Given the simplicity of scraping a single table of data, there really is no room for error with this one. Even if it was 100k rows, if it’s in a single table, there is no excuse for missing any data in the final deliverable.
Minimum success rate: 100% Initial success rate: 100% Final success rate: 100%
Given the complete lack of structure and almost no semantically relevant details, we should expect our success rate with this site to be much lower. However, every page that needs to be scraped is linked to nicely from one location, there is no digging or categorisation to be done here. It’s also obviously a home-made website and it’s on cheap hosting which doesn’t throttle the number of connections or speed with which you can access the pages. Given that, we’re very unlikely to experience any issues from our IPs being banned. With a little bit of work we can build a scraper that should perform reasonably well under these conditions.
Minimum success rate: 90% Initial success rate: 97% Final success rate: 97%
This website is a big ecommerce site, hosted on a dedicated server, set up well to restrict the kind of activity we are going to be performing. Despite this, with the markup being so semantically strict and conforming across every page, it should be very easy to find and scrape the data once we’ve accessed the page. The high number of pages and ensuring we find every single one is really the only issue we face. If we use lots of proxies and go at it slowly, we should be aiming to get a very high success rate and scrape almost all of the data available.

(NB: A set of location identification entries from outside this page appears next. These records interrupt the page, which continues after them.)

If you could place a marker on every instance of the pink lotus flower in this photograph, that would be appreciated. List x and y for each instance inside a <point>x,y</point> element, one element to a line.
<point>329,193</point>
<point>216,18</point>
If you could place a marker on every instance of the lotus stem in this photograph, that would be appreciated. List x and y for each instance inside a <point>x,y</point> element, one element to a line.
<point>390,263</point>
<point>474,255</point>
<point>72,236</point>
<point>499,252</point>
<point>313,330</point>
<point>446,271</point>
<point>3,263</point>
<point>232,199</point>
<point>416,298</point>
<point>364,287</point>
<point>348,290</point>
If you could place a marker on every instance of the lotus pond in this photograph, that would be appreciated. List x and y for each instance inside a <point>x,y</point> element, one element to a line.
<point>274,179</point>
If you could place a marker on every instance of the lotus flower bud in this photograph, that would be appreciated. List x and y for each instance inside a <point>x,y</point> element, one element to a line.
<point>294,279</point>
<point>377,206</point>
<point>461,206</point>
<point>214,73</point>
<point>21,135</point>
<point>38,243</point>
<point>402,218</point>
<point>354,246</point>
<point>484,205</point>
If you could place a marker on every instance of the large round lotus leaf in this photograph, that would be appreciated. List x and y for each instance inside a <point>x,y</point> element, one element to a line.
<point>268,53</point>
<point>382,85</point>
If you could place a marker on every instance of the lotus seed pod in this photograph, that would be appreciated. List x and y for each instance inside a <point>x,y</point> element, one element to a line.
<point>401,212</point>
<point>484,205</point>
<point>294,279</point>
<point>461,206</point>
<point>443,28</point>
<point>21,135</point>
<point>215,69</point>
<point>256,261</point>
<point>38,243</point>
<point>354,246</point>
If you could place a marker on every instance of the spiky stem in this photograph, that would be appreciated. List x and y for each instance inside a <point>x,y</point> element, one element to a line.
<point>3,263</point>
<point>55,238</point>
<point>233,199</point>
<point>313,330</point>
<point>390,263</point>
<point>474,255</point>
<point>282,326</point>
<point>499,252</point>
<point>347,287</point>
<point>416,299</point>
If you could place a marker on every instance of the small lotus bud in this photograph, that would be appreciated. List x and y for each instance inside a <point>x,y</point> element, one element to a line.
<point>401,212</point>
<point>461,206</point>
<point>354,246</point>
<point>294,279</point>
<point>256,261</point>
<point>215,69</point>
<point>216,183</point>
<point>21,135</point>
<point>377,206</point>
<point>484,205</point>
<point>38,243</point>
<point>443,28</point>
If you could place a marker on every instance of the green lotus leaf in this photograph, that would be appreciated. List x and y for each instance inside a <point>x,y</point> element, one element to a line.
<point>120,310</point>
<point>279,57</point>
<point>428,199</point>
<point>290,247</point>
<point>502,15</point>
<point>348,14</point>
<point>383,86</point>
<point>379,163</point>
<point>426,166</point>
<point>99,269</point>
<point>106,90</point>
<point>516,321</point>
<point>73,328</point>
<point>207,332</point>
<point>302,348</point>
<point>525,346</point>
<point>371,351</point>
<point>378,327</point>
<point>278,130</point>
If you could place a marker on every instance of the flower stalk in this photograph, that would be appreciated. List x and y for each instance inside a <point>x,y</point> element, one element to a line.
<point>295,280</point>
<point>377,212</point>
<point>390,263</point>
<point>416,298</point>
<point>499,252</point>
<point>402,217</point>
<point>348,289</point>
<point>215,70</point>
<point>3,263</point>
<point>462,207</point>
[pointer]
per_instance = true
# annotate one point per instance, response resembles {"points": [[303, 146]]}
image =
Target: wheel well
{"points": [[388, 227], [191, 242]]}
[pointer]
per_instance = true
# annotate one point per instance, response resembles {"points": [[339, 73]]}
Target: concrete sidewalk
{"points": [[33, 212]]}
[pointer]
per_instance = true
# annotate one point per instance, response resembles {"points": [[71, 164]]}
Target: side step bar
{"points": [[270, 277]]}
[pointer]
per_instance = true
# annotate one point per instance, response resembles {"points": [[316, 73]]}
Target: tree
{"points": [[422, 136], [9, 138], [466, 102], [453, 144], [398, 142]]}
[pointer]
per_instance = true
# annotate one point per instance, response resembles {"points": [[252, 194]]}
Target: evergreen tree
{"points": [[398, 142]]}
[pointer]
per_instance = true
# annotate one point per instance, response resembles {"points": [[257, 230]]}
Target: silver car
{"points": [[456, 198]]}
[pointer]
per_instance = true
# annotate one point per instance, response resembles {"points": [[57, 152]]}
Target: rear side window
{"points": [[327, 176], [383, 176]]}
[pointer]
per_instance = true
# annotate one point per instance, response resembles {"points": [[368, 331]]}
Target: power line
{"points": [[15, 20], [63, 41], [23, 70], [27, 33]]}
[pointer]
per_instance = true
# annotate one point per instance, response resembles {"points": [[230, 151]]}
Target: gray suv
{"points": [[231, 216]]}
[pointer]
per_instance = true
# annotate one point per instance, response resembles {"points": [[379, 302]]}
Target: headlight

Minimum success rate: 95% Initial success rate: 96% Final success rate: ~99%
I’m not too sure where I was going with this post actually …oh yes, acceptable success rates. Ideally we obviously want to have a 100% success rate first time around, every time. And even with some tweaking and a few runs at the problem, 100%. This, however is not very realistic in the field and so sometimes we have to settle for something slightly less than perfect.